Hüsker Dü’s coming of age took place during the summer of 1983 in an empty church in St. Paul, where the band created Zen Arcade’s twenty-three songs. “There was so much change,” drummer Grant Hart said in 1986. “We were constantly jamming. We’d pick a chord, any chord, and then go for it. ‘Reoccurring Dreams’ [Zen’s frenzied instrumental climax] would go on for an hour.”
The album, primarily written by Mould and Hart, was recorded the following October in a mere eighty-five hours. All but two songs were first takes, and the mixing was done during forty straight hours of work. Total cost: $4000. Yet the depth and detail of the story belied the economy with which it had been committed to tape.
According to Mould, Zen Arcade is about a young computer hack from a broken home who dreams about killing himself after his girlfriend dies of a drug overdose. Instead, he lands in a mental hospital where he meets the head of a computer company who hires him to design video games. “Then he wakes up and goes to school,” Mould said. “The only thing we never agreed on was the name of the video game. We thought it was Search.”

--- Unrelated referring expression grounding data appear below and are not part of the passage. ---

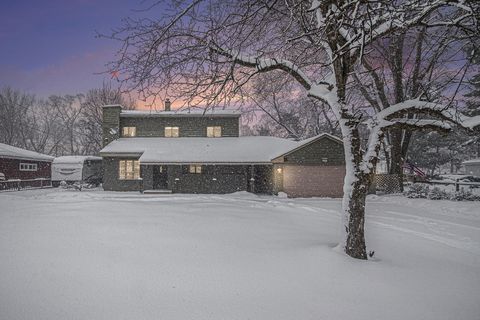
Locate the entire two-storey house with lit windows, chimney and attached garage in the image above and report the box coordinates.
[100,105,345,197]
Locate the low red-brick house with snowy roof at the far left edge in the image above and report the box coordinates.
[0,143,53,180]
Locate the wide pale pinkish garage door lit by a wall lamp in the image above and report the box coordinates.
[283,165,345,197]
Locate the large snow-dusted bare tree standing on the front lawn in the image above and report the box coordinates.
[111,0,480,259]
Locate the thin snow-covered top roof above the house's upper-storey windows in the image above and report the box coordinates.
[120,109,241,117]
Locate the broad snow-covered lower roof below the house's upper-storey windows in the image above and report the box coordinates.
[100,136,299,164]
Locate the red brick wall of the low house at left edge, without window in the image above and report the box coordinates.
[0,158,52,180]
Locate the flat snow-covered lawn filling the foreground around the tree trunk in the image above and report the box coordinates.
[0,189,480,320]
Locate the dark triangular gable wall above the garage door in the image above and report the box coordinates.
[284,137,345,166]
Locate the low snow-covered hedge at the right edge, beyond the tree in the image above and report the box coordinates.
[404,183,480,201]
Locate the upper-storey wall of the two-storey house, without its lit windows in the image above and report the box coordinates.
[120,116,239,137]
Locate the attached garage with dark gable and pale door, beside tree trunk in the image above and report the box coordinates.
[273,134,345,198]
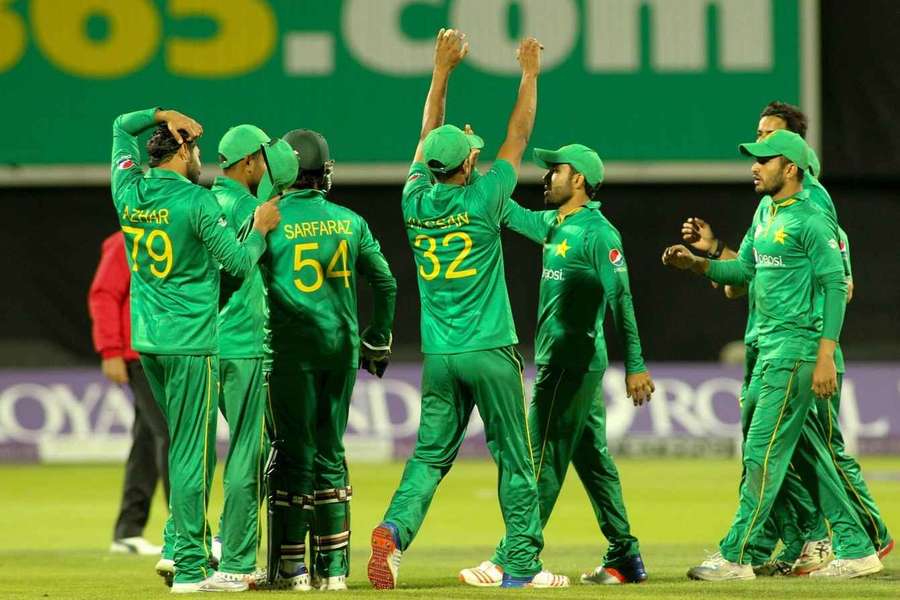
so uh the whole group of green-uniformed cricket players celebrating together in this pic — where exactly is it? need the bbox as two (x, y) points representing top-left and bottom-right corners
(112, 30), (893, 593)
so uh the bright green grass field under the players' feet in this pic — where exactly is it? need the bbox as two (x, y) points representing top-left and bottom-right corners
(0, 459), (900, 600)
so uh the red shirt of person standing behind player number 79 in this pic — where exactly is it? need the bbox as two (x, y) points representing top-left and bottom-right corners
(88, 231), (138, 360)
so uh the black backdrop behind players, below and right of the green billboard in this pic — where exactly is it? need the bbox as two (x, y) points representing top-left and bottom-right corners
(0, 0), (900, 366)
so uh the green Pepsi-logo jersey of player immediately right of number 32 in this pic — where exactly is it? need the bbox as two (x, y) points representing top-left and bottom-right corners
(503, 198), (647, 373)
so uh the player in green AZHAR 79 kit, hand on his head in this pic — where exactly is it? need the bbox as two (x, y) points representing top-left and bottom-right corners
(111, 108), (279, 593)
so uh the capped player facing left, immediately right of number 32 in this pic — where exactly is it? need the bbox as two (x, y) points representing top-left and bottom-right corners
(459, 144), (654, 587)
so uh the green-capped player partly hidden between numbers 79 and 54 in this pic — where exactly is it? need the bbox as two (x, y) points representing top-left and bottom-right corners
(206, 125), (271, 581)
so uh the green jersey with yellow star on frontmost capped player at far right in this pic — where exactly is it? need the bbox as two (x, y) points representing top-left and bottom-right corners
(707, 190), (847, 361)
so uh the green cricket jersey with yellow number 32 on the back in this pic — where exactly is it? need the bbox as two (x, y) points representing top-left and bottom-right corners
(402, 160), (518, 354)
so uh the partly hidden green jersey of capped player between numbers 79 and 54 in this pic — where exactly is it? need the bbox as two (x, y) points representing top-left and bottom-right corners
(212, 177), (269, 358)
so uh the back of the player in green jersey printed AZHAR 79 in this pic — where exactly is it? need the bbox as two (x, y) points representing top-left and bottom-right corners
(113, 168), (225, 354)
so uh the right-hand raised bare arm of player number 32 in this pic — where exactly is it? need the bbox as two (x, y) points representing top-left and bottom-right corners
(497, 38), (542, 173)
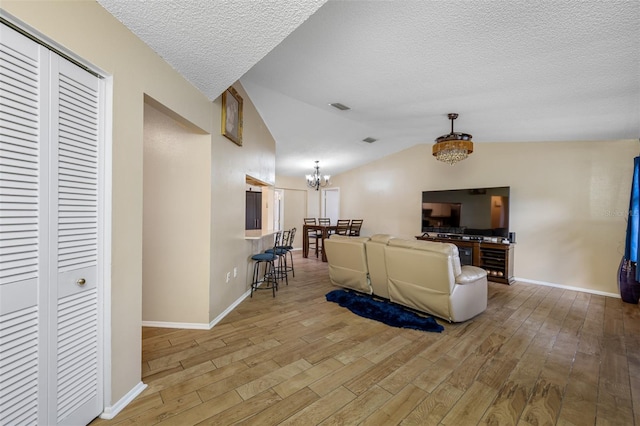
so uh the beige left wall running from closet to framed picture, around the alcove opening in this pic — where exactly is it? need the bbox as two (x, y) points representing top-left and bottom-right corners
(2, 0), (275, 406)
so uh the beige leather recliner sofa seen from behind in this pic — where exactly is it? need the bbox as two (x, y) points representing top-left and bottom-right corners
(325, 234), (487, 322)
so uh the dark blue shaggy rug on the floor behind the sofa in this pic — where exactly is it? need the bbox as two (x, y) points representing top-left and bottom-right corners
(326, 290), (444, 333)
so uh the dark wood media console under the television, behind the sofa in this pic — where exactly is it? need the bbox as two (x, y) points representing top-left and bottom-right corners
(416, 232), (515, 284)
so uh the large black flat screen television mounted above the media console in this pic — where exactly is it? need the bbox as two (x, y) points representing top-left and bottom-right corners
(421, 186), (510, 238)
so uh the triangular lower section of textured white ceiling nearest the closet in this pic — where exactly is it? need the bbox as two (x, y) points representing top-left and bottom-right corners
(98, 0), (326, 100)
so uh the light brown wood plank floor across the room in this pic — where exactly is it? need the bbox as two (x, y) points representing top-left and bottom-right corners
(92, 254), (640, 426)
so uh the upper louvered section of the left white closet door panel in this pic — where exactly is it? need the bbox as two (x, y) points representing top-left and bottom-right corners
(0, 23), (41, 286)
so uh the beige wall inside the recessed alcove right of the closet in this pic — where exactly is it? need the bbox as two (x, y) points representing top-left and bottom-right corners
(142, 103), (211, 324)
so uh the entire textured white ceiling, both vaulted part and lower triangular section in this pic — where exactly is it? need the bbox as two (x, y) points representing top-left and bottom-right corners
(99, 0), (640, 176)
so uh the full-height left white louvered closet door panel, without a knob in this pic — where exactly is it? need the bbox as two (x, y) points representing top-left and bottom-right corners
(0, 25), (48, 424)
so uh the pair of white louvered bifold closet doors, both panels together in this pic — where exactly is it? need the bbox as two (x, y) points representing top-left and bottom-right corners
(0, 25), (102, 425)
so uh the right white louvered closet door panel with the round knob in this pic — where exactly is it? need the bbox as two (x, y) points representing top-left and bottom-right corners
(50, 58), (102, 424)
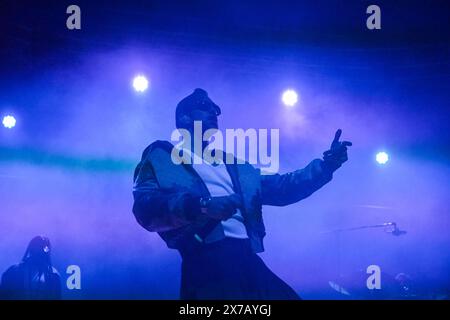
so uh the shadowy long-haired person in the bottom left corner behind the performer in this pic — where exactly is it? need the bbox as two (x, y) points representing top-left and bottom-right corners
(0, 236), (61, 300)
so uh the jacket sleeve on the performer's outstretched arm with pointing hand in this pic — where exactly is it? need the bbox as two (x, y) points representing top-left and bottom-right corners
(261, 159), (333, 206)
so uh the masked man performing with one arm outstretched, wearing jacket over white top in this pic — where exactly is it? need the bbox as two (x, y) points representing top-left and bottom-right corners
(133, 89), (351, 299)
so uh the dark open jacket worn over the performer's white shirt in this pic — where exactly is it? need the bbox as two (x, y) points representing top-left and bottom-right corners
(133, 141), (332, 252)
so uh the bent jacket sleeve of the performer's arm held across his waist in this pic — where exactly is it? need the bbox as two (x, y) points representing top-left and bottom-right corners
(133, 153), (200, 232)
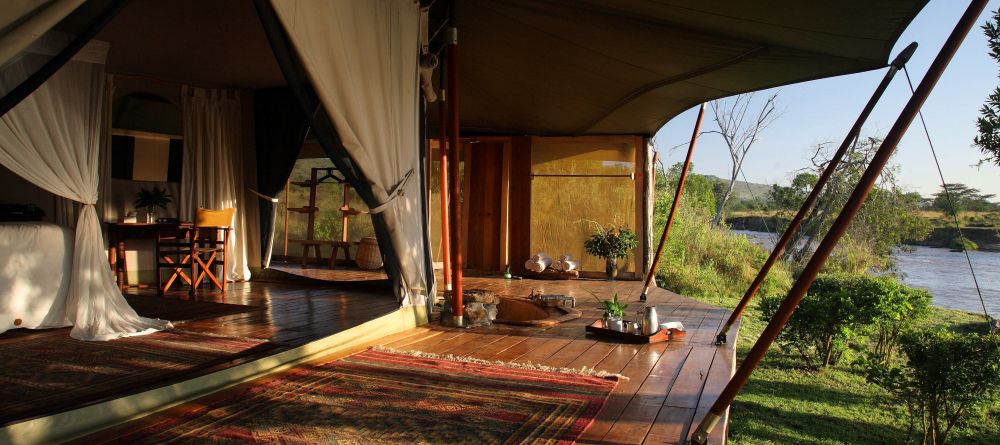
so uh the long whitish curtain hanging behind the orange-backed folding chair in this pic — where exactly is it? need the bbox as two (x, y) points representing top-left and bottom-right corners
(180, 87), (250, 281)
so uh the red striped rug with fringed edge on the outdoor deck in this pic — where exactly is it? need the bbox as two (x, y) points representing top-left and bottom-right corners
(107, 350), (617, 444)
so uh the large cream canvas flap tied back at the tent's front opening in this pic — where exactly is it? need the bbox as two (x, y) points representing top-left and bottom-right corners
(271, 0), (433, 305)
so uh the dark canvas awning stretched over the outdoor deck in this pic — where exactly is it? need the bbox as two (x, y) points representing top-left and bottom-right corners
(438, 0), (926, 135)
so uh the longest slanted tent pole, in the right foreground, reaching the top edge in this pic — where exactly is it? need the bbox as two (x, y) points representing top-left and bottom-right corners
(691, 0), (987, 444)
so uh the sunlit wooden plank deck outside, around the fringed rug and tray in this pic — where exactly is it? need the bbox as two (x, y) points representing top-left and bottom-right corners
(81, 267), (735, 444)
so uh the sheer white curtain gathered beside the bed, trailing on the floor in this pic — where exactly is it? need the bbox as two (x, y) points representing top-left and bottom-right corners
(0, 42), (170, 340)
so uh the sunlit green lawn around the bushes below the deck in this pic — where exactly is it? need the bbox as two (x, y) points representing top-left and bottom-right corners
(694, 286), (1000, 445)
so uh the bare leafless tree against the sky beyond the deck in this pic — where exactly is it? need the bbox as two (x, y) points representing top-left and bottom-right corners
(706, 93), (780, 225)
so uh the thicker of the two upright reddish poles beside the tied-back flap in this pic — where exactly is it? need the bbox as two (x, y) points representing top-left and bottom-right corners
(445, 21), (465, 327)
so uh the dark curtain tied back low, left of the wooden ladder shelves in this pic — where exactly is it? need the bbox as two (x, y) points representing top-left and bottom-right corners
(253, 88), (309, 267)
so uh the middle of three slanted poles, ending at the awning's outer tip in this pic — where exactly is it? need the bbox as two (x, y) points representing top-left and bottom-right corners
(715, 42), (917, 345)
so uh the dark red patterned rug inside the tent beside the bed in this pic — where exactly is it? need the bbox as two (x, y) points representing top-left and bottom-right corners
(0, 328), (270, 424)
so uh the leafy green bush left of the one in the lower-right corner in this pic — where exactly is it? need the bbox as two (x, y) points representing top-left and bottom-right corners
(761, 274), (930, 369)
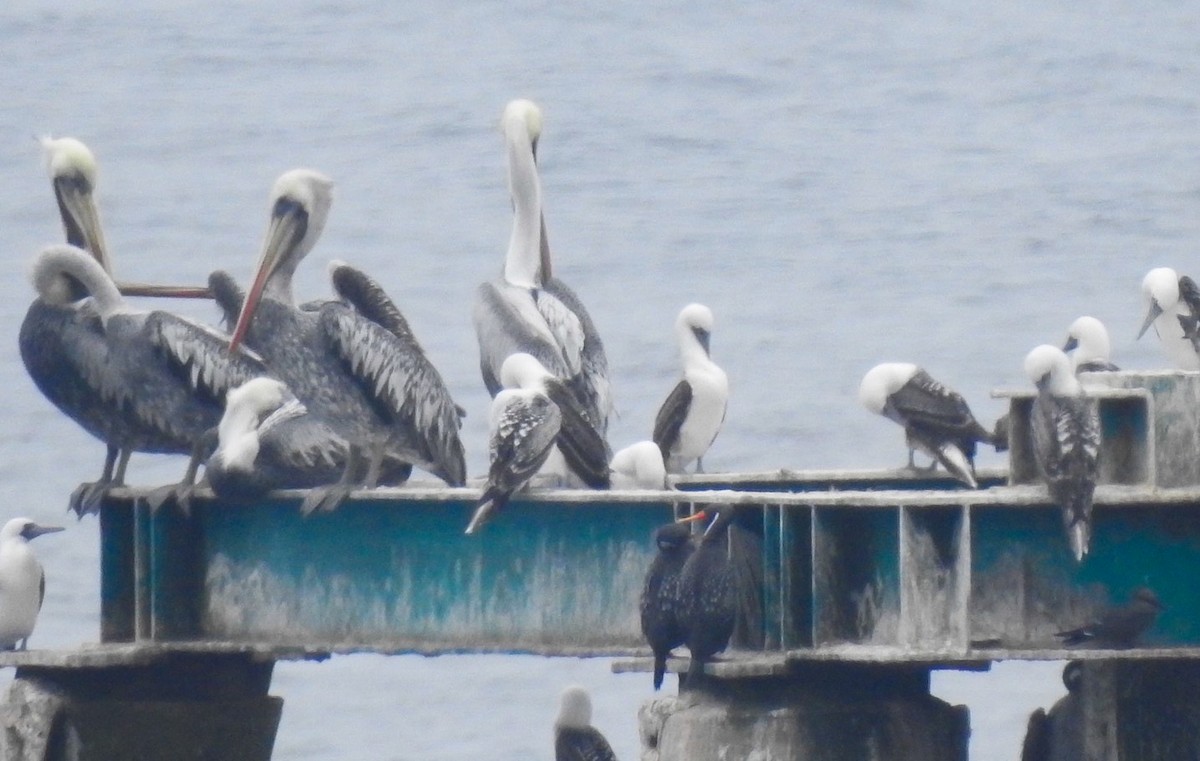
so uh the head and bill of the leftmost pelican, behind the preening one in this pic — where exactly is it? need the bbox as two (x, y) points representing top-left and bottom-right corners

While the story is fictional, Mould allowed that the songs contain elements of autobiography. “Some of us are from broken homes, some of us have had friends die,” he said. “I don’t think that’s anything new.”
But the power and imagination with which Hüsker Dü married fact and fantasy on Zen Arcade, and the album’s subtext of striving and hope, helped elevate punk to a higher, more expressive plane. “It’s an admission of humanity,” said Mould, who has gone solo since the band’s breakup in early 1988. “You can’t just scream and holler all your life. You have to step back a minute, look at yourself and say, ‘Yeah, I am fucked.’ And try to change it.”